Policy advocacy was necessary considering the serious need for vet services in the ASAL areas against the current veterinary legislation. The points to be considered were;

  • Who to influence
  • What evidence to defend
  • Who are the direct and indirect beneficiaries
  • How each stakeholder will be affected.

Practical Action EA involved various stages in its advocacy strategy, which included;

  • Proving a case on the ground
  • Publishing and publicising the case
  • Working with the government veterinarians
  • Working with other partners like FARM Africa, GTZ, DANIDA and VET Aid
  • Establishing contacts at policy levels.

Standardization of training in Community-Based Animal health Care

At an animal Heath stakeholders meeting held in Meru (Kenya) May 1999, It was reported that Community-based Animal Health workers (CBAHWs) training manuals although existing have the following shortcomings;

  • Are not available to the public
  • There is no common curriculum for CBAHC because of variation in;
    1. Selection criteria
    2. Training content training needs
    3. Duration and frequency of training and recruiting
  • The Kenya Veterinary Board has not officially recognized trained CBAHWs as a cadre of animal health service providers
  • There is no agreement on who should examine the CBAHWs to ensure they have attained a minimum standard.
  • The practices in other countries have not been adequately analysed and assessed.

A recommendation was made that all stakeholders who have an interest in sustainable delivery of community-based animal health services should form a committee to review these issues and make appropriate recommendations. At the same time a desire was expressed that Kenya Veterinary Board (KVB) and Department of Veterinary Services should officially recognize the other cadre involved in the delivery of animal health services which include CBAHWs, KVB to over see the training of the training of CBAHWs and the process of training CBAHWs be harmonized by formulating a common manual under the auspices of well trained professional educators. This would be followed by training a cadre of professionals, who in turn would train in different locations, using a common minimum curriculum and a varied component, which would emphasize the local breeds.
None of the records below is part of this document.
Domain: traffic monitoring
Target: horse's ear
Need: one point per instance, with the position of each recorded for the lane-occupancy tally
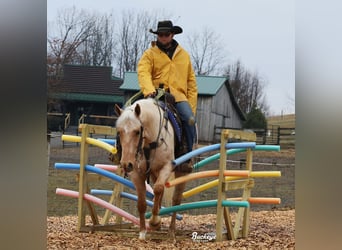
(137, 110)
(118, 110)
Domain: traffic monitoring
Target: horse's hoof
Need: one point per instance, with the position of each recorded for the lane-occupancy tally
(142, 235)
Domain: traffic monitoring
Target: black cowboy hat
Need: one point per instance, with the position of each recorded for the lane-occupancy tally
(167, 26)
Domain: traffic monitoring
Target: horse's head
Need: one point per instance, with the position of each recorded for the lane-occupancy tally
(130, 130)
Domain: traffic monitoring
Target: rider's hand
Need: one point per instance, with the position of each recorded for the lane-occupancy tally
(151, 95)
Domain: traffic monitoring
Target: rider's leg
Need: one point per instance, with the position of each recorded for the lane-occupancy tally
(187, 118)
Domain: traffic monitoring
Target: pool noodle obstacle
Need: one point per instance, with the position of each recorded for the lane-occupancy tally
(89, 168)
(226, 180)
(128, 196)
(214, 183)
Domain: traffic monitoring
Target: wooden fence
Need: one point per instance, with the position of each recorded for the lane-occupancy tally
(274, 135)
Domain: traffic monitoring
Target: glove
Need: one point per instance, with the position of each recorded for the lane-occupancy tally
(151, 95)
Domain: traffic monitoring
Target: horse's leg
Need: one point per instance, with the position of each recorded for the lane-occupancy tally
(139, 183)
(158, 190)
(176, 200)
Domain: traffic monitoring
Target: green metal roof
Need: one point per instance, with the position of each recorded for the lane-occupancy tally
(207, 85)
(87, 97)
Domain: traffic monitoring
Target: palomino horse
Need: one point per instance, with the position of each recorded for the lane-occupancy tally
(142, 127)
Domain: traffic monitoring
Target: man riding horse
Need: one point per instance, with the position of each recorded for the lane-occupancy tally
(167, 63)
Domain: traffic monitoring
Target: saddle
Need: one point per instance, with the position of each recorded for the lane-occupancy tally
(167, 102)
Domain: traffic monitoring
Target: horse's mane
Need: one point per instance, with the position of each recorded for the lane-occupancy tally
(148, 109)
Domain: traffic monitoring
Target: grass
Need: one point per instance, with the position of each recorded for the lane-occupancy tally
(283, 121)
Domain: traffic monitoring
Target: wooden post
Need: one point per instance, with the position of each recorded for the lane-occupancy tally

It is only then that the Kenya Veterinary Board (KVB) will recognize those who pass. d) Other challenges affecting the CAHC Systems were:

  • Lack of support from the local leaders which affected performance of the CBAHWs
  • Some CBAHWs exhaust their veterinary kits supplied by donors and fail to replenish them
  • Areas covered by CBAHWs are so vast that they cannot meet the demand
  • The legal aspects limit the amount at type of drugs these people are allowed to use
  • Trained nomadic people may migrate to other places, thus reducing the overall objectives of the concept
  • The drop out rate for the educated people is higher than for the un educated
  • Record keeping has remained a set back in the day-to-day running of the CBAHC concept.